Выбрать главу

— Уф, уф: негодяй, вымогатель; сама говорила; Иван, брат, — добряк и простяк: протаскавшись с ним ночь, затащил, чтоб таскаться!

Брат — хрену понюхал:

— Ты, в корне сказать, Никанорушка, лучше оставил бы нас, потому что у нас, — и к Мандро: и — подшаркнул, — с… с… — и подшаркнул опять, — есть дела.

Тяжко охая, он на Мандро поморгал, как на брата родного:

— Весьма неприятно!.. Скажите пожалуйста!.. Вот ведь!

Мандро сдвинул брови, рассеянно на Никанора глазами бобрового цвета разращиваясь, но — не слыша, не видя, не зная, не глядя: огромное что-то к нему подошло! Никанор:

— Леонора Леоновна, — взгляд дидактический!

— Предполагает, — и взгляд иронический!'

— Мы же с… с…

Но тут сделал Мандро отстранительный жест, выгибаясь, стараясь стать в позу.

— Да вы успокоились бы!

Распрямил долгорукое туловище; но профессор, схвативши под локоть Мандро, его дернул:

— Идем!

И все трое — пустились в пустом переулке скакать: за Иваном — Мандро, тарарыкая, —

— тар-тар-тар —

— ботиком.

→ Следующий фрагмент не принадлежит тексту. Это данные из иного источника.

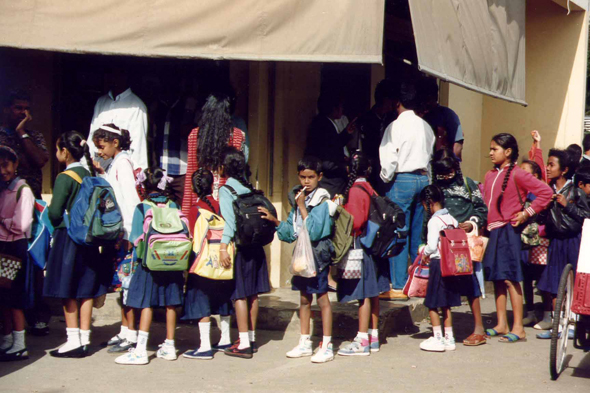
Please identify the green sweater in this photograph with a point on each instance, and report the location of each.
(65, 191)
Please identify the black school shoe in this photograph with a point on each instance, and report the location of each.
(79, 352)
(18, 355)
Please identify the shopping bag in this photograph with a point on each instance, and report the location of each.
(302, 262)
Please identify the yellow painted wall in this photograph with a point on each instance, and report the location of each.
(556, 48)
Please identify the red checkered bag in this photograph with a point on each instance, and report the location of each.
(538, 254)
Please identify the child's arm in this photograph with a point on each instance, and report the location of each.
(22, 219)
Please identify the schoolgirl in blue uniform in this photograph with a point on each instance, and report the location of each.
(250, 268)
(375, 275)
(311, 207)
(205, 297)
(149, 289)
(74, 273)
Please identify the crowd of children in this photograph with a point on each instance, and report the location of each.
(532, 213)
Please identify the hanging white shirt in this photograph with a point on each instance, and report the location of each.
(406, 146)
(126, 111)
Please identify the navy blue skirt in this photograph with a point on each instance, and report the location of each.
(502, 258)
(442, 291)
(75, 272)
(155, 289)
(250, 273)
(205, 297)
(21, 294)
(560, 253)
(374, 281)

Что-то огромное — бросилось вслед!

И уже Неперепрев выглядывал; Психопержицкая вылезла; Коля Клеоклев стоял с Тишитришиным, Гришей.

* * *

— Ну, вот, — распахнув с перебацом калитку, профессор совался, — да вы — не сюда-с, а туда-с… Ноги, ноги — топырьте!

— Пустите меня!

— Брось, — ему Никанор, — не тащи!

И — к Мандро:

— А вам, собственно, — что?

Стекло, злое, ожгло:

— Вам — так-эдак — вспомоществованье?

— Лизашу мне!

— Это — какая такая? — и брат Никанор облизнулся, вдруг, переерошась, заперкал.

— Они-с, — наставительно брат, брат, Иван, — дело ясное, к дочери: Элеонора Леоновна — дочь!

Мандро локоть подставил:

— Порожек-с: сюда-с!

Кучей меха толкнув кучу меха, он — кучею, с кучей — в калитку ввалился; и — ту-ту-ту-ту — тукал ботиком; и Никанорово сердце затукало: ботиком.

Это — судьба, —

— толстопятая, —

— тукала!

Уволокла: паука

Дверь — расхлопнулась: ручка с дымком папироски явилась!

А посередине — стояла —

— юбчонкой вильнув, как раздавленная, плоскогрудая, широкобровая девочка, выпучив губки и мелкие зубы показывая.

— Вы?

И — круглое личико лопнуло:

— Какое… право…?

Как мертвенькая, подкарачивала под себя свои ножки: под юбочкою.

Он, прижав две руки, выпадал из косматых мехов; голова, сохранив свои очерки, ахнула; выкинула изо рта столбы пара опалового; мех зажав, в него длинное рыло зарыл, скривив шубу, плечо подставляя морозу.

Стояние друг перед другом, под блеском созвездий, невидимых днем, — страшный суд!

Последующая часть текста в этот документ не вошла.